Germany's gold medal in the figure skating pairs was an unlikely triumph in more ways than one. That only made their record-setting performance all the sweeter for Aljona Savchenko and Bruno Massot.
They seem like an unlikely couple to be winning gold for Germany at the Winter Olympics.
When you listen to Bruno Massot speaking German, it quickly becomes clear that he is not a native of the country that he happens to be competing for – his accent unmistakably betrays his origins in the French city of Caen.
In fact, Massot, who only turned to his adopted country so that he could team up with Aljona Savchenko, the grand dame of pairs skating, was only granted his German citizenship last November.
Savchenko, who at 34 is five years Massot's senior, also speaks German with a foreign accent – she was born in the Kiev region of Ukraine, the country she represented in her first Olympic Games, in Salt Lake City in 2002.
After 2002, Savchenko switched flags, teaming up with Robin Szolkowy to represent Germany at the past three Winter Games, winning bronze medals in Vancouver in 2010 and in Sochi four years ago. However when Szolkowy decided to hang up the skates after the Worlds in 2014, Savchenko wasn't ready to do the same and turned to the younger Massot, in whom she saw a lot of potential.
Months spent in limbo
For the Frenchman, the opportunity to skate with Savchenko was too good to turn down, but when he requested his release from the French federation (FFSG), he was left in figure-skating limbo for a year and a half, a period during which he was ineligible for competition. The FFSG had reportedly initially demanded that Massot pay a release fee of €70,000 ($87,000), but later agreed to a payment of less than half that. Massot, still a French citizen, was cleared to skate with Savchenko for Germany in October, 2016.

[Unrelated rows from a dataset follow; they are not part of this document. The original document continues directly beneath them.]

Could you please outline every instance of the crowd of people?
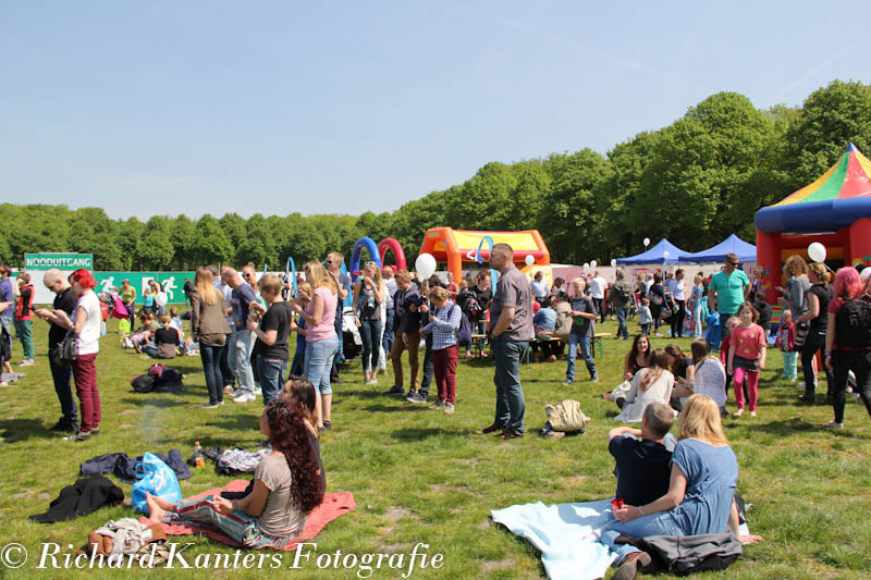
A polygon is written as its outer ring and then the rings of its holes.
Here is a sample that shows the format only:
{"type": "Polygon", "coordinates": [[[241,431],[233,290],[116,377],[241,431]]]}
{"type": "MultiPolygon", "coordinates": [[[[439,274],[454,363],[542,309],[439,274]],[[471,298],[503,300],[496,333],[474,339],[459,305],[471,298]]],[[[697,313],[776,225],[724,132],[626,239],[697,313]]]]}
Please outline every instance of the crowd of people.
{"type": "MultiPolygon", "coordinates": [[[[616,420],[640,423],[641,429],[617,428],[609,433],[609,451],[617,465],[616,495],[623,504],[615,507],[615,521],[602,541],[617,554],[621,578],[628,578],[649,563],[649,556],[616,543],[621,533],[736,531],[737,461],[723,435],[721,417],[726,415],[729,384],[737,408],[734,416],[740,417],[746,407],[750,416],[757,415],[759,378],[766,366],[772,332],[771,309],[762,321],[761,288],[753,287],[736,256],[726,256],[722,270],[710,279],[696,275],[689,288],[683,270],[664,280],[655,272],[649,280],[639,279],[636,287],[617,271],[613,284],[596,272],[589,280],[572,280],[568,292],[563,287],[565,281],[559,279],[551,287],[540,275],[530,283],[514,266],[513,250],[505,244],[494,245],[490,256],[490,266],[499,273],[495,287],[488,270],[454,283],[452,277],[442,281],[434,275],[418,280],[407,271],[380,269],[375,262],[366,262],[352,281],[341,272],[342,259],[331,254],[324,262],[306,263],[296,293],[291,281],[281,276],[265,274],[258,280],[252,264],[242,273],[230,267],[197,269],[187,296],[189,340],[198,347],[208,392],[203,407],[222,406],[224,395],[231,392],[240,404],[261,395],[260,430],[272,453],[238,501],[212,497],[170,504],[149,497],[154,521],[172,513],[218,527],[248,547],[284,545],[299,533],[305,514],[320,503],[326,489],[319,437],[332,428],[332,384],[345,323],[343,301],[351,293],[351,319],[363,343],[364,384],[377,384],[377,375],[385,373],[389,354],[394,384],[385,394],[427,404],[434,380],[437,396],[430,408],[445,415],[455,412],[461,347],[466,348],[466,356],[473,347],[459,344],[463,319],[484,335],[494,363],[495,409],[492,423],[480,433],[496,433],[503,440],[523,437],[526,432],[519,369],[527,348],[541,355],[539,360],[553,361],[563,356],[563,346],[557,345],[567,344],[563,384],[575,381],[578,351],[596,382],[598,369],[590,342],[597,321],[603,322],[610,310],[618,322],[615,338],[627,340],[627,318],[637,312],[643,332],[635,336],[625,356],[624,383],[608,398],[618,408],[616,420]],[[664,316],[665,309],[672,310],[670,317],[664,316]],[[722,342],[716,345],[701,338],[702,321],[709,318],[706,310],[715,312],[722,326],[722,342]],[[685,312],[691,324],[685,325],[685,312]],[[652,348],[649,336],[657,334],[663,319],[668,319],[675,338],[685,329],[692,332],[689,356],[677,344],[652,348]],[[299,337],[293,357],[292,333],[299,337]],[[719,356],[712,346],[720,348],[719,356]],[[425,355],[418,383],[419,349],[425,355]],[[402,360],[406,351],[407,383],[402,360]],[[678,414],[675,444],[666,433],[678,414]]],[[[33,316],[49,322],[50,353],[72,341],[71,365],[49,356],[62,412],[53,429],[69,432],[69,441],[87,441],[99,434],[101,419],[96,360],[103,314],[95,294],[96,281],[84,269],[69,276],[49,270],[44,284],[56,295],[52,308],[34,310],[29,276],[20,273],[13,283],[10,274],[0,267],[2,362],[9,369],[9,338],[14,328],[23,346],[22,365],[34,365],[33,316]]],[[[800,360],[805,379],[800,399],[815,403],[814,360],[822,351],[829,385],[825,403],[834,408],[829,427],[844,425],[850,381],[871,415],[869,282],[855,268],[842,268],[830,285],[831,275],[823,264],[808,266],[799,256],[786,260],[784,274],[788,282],[777,288],[784,311],[773,337],[774,347],[783,355],[783,378],[796,381],[800,360]]],[[[125,281],[119,294],[132,314],[135,289],[125,281]]],[[[174,356],[182,346],[181,328],[173,328],[177,311],[171,311],[174,316],[156,312],[156,326],[151,312],[145,310],[139,332],[150,341],[136,338],[135,344],[156,357],[174,356]]],[[[482,345],[478,348],[483,350],[482,345]]]]}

And if it seems strange to an outsider to watch somebody competing at the Olympics for a country he has only been a citizen of for such a short time, it appears to be just as strange for the athlete in question.
"I'm French and I love skating for France," Massot told the AFP news agency more than a year before being granted German citizenship. "Yes, I skate for Germany because I'm thinking of my career above anything else."

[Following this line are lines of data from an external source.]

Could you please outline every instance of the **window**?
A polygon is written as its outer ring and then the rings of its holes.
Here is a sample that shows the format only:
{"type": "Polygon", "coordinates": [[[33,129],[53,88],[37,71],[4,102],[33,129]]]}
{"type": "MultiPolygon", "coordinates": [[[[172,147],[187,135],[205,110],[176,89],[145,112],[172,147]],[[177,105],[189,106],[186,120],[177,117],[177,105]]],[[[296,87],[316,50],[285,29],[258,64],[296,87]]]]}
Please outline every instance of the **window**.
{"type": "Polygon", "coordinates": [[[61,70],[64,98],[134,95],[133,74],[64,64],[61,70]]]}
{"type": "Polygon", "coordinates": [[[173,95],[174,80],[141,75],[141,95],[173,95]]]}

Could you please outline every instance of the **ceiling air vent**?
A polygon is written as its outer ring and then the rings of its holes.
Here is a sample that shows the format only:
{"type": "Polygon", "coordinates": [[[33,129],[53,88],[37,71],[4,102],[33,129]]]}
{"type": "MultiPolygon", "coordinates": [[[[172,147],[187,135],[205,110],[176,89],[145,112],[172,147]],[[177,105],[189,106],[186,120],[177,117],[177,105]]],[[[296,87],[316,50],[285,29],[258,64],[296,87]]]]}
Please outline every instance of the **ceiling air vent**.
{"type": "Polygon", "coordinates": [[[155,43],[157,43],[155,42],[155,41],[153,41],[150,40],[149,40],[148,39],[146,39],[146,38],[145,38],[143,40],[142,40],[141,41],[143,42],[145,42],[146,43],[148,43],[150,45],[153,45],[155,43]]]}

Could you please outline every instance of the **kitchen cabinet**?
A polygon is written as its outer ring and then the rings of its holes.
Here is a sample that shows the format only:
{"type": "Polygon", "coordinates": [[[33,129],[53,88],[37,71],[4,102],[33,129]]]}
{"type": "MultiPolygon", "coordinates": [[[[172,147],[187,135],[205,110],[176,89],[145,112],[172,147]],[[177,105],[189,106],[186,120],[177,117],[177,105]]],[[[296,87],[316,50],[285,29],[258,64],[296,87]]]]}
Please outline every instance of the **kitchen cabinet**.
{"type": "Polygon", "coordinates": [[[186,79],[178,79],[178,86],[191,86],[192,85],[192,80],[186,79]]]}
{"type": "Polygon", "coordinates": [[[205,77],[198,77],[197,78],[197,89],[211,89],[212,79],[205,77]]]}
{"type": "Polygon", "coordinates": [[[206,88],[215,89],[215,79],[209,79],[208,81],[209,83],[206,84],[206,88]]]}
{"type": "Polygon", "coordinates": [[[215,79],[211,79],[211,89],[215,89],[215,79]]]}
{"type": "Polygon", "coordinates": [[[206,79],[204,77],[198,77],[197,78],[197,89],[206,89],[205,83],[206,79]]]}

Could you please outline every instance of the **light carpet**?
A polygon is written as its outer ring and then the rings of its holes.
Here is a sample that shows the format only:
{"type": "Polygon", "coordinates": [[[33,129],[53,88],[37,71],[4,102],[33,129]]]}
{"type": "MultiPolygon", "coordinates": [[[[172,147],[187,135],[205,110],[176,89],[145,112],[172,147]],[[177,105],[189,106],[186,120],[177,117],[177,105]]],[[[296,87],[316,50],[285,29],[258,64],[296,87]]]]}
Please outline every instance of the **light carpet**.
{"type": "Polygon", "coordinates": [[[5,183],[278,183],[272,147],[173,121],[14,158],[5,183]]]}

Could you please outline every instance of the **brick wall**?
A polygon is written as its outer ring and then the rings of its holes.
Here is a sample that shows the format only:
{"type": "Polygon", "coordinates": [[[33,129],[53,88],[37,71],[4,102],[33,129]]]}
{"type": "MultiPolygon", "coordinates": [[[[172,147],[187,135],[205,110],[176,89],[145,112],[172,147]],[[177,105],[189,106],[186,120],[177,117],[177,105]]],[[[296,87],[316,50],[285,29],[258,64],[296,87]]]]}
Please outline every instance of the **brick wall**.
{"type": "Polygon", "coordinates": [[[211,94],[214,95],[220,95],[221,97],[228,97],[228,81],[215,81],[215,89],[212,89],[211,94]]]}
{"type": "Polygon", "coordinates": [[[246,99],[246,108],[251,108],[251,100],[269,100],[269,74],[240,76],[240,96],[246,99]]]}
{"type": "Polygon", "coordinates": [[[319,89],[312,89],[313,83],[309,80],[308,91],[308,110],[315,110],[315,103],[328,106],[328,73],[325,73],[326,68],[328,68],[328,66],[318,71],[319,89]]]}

Savchenko's connection to the country she now competes for is clearly deeper, having moved to Germany to train with Szolkowy in 2003. However, she too seems to see her citizenship largely in practical terms.
"The blood in you doesn't know what nationality you are," Savchenko said after she and Massot pulled off their record-setting performance on Thursday. "We are happy we can do this for Germany, the country that took us in and supported us, this is the main thing."
Near fatal error
Not only do the pair seems an unlikely duo to be competing for Germany, but 24 hours earlier, a mistake by Massot, when he managed just a double rather than the planned triple salchow in the short program, left them in some distress – in fourth and seemingly out of contention.
The gold medal was particularly sweet for the determined Savchenko, who finally reached the top of the podium – at her fifth Winter Games.
For Massot, it was his first gold in his very first appearance at the Olympics. It should have been his second, but his hopes of competing in Sochi were dashed when his then-partner, Russian-born Daria Popava, was denied French citizenship.